London you used to be a long lost friend. Now you are McDonalds at midnight. Burger King in Leicester square. You are Gap, front and center, staring at Eros across the street in Picadilly Circus. TGIFridays when you need a bite to eat. London, you are the University Mall.
I took Liv to see Harrods and found Nordstroms. Harry Potter was even the same movie as the one up the street from my house, Provo Towne Centre Shoppe. Before we saw the show Liv was worried that the London Goblet of Fire would be in a different language ("You know that language that everyone speaks around here? Will the movie be in that language?") Nope. Same language as The States. No subtitles to read. Boring.
Roaming the tube stations Dear London, reminds me of hanging out in New York City last February. Kanye West posters, Marriah Carey photos, Jen Garner on Alias advertisements. What happened to you? You were the original!
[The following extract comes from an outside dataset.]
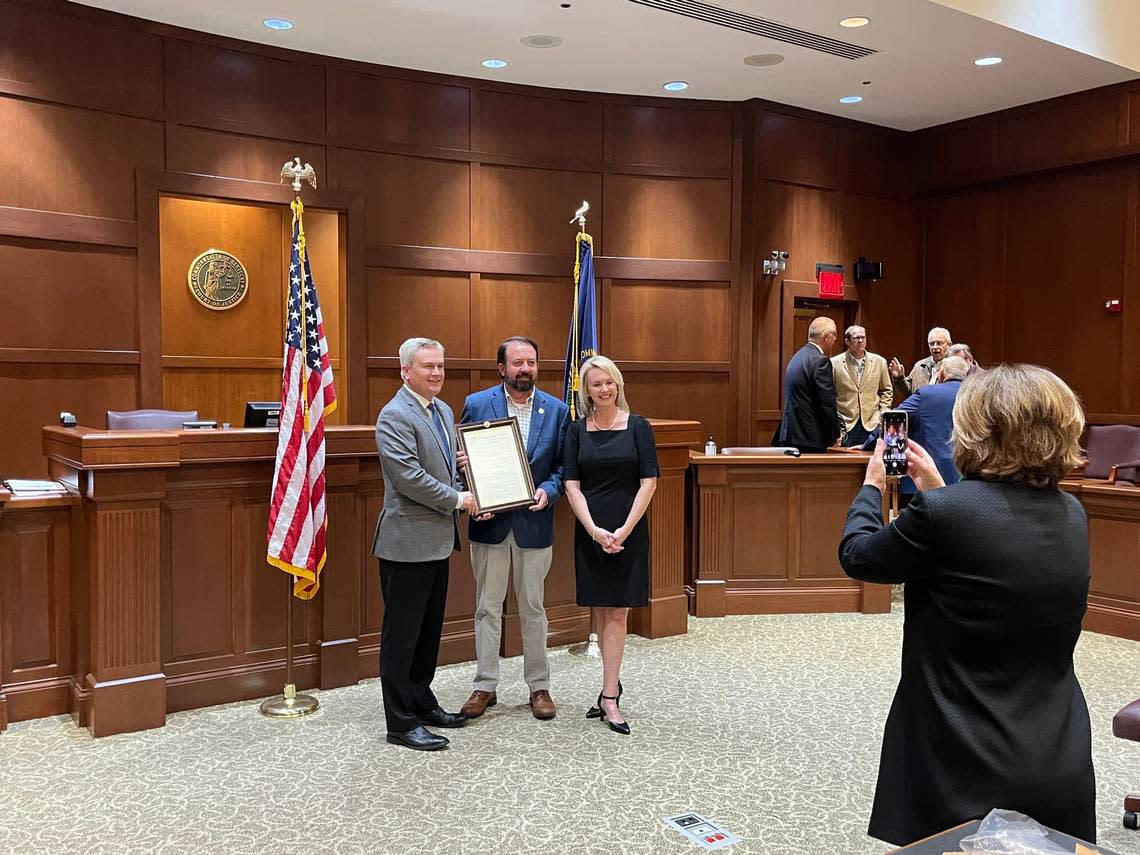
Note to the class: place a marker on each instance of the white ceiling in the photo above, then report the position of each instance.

And what is this? Ice in a my drinks? London, London, give me Fanta with no ice PLEASE! Make me beg for the freezing square pieces of American Traveler's Heaven. Don't just mix it in there, like you have been doing it throughout your many centuries. Hire more smokers too, I can't have London without the smell of cigarettes.
I don't care!
Tell them that it is healthy. Tell them that you made a mistake! Our FDA does it all the time!
And please, if you can't do anything at all, please do this. Bring back Hob Nobs. Mc Viddies, though tasting the same don't have the sentimental value that I crave. I need to remember why the last time I was here I gained 15 pounds. London, make me fat again!
I am in Brussels for a couple days (no Americana here, London. Note: ample smoking) I will be back within the week. See what you can do for me alright? Maybe even change the name of all those corner Starbucks to Simon's Perk House Shoppe & Supplies. Same Mochachino, new/old British name.